For five consecutive days, A-10s from the 127th Wing conducted operations from separate locations across the state, including Cherry Capital Airport in Traverse City, Grayling Army Airfield, Oscoda-Wurtsmith Airport, Alpena Combat Readiness Training Center, and Battle Creek Executive Airport. This event, known as Northern Agility 22-2 and nested under the broader exercise plan for Northern Strike 22, demonstrates logistics under attack and joint integration in ACE, which is the ability to execute missions quickly in unpredictable ways. The significance of these events was underscored Aug. 11, when Integrated Combat Turns at Alpena CRTC were observed in person by Secretary of the Air Force Frank Kendall.
“Northern Agility incorporated seamlessly with Northern Strike shows how ACE can be integrated into the joint fight,” said U.S. Air Force Brig. Gen. Bryan Teff, commander of the Michigan Air National Guard. “Northern Strike provides the perfect backdrop for Michigan to continue moving key Air Force doctrines forward as a center of excellence for ACE.”
Throughout the event, A-10 aircraft were fueled and serviced by personnel assigned to Alpena CRTC, Camp Grayling Joint Maneuver Training Center, Fort Custer Training Center, the 127th Wing, the Florida National Guard’s 1-111th General Support Aviation Battalion, the Oklahoma Air National Guard’s 137th Special Operations Wing, and the 471st Marine Wing Support Squadron. U.S. Army Heavy Expanded Mobility Tactical Trucks (HEMTT) were utilized to support fueling, while A-10 maintainers were transported to each operating location aboard CH-47 Chinook helicopters from the Michigan and Florida Army National Guard, C-130H aircraft from the 436 Transport Squadron of the Royal Canadian Air Force and the Illinois Air National Guard’s 182d Airlift Wing. Additionally, MC-130H aircraft from the 15th Special Operations Squadron, Hurlburt Field, Florida, participated in training designed to further ACE and Multi-capable Airmen.

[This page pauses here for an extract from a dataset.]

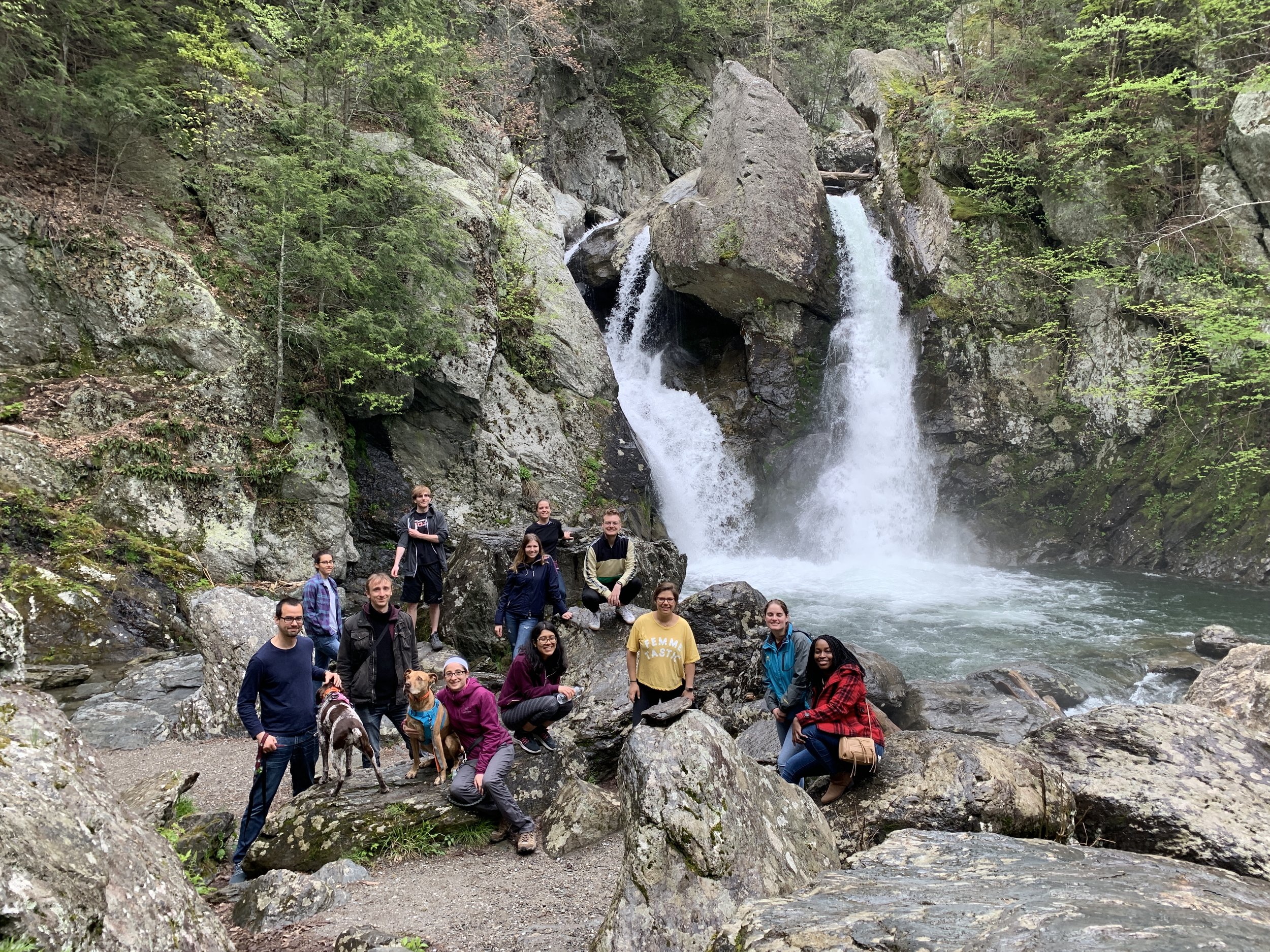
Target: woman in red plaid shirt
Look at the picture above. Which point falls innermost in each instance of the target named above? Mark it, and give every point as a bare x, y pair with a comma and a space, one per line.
840, 709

Additionally, The Kelly Johnson Joint All-Domain Innovation Center teamed with industry partners during Northern Agility 22-2. They demonstrated numerous technologies for augmented reality to enhance the multi-capable Airman concept, rapid integration of the Command & Control ecosystem, Synthetic Aperture Radar, Advanced Threat Detection and Visualization and other capabilities.
The Kelly Johnson Joint All-Domain Innovation Center, based at Selfridge Air National Guard Base in Macomb County, Michigan, is a living laboratory where new ideas and technologies are born, tested, and evaluated for the future war fight. Michigan is also home to the National All-Domain Warfighting Center (NADWC), making the state an engine for testing and innovation across the Department of Defense.
“This week was a milestone for ACE, conducting what we believe are the first-ever joint ICTs and working with the U.S. Army to get fuel into austere locations utilizing their specialized HEMTT equipment and logistics under attack procedures,” said U.S. Air Force Lt. Col. Brian Wyrzykowski, lead operations planner for Northern Agility 22-2. “From our Canadian allies providing airlift support and logistics to our Marine and Army partners delivering and connecting fuel services for our A-10 aircraft, it was a true team effort that made Northern Agility 22-2 a success.”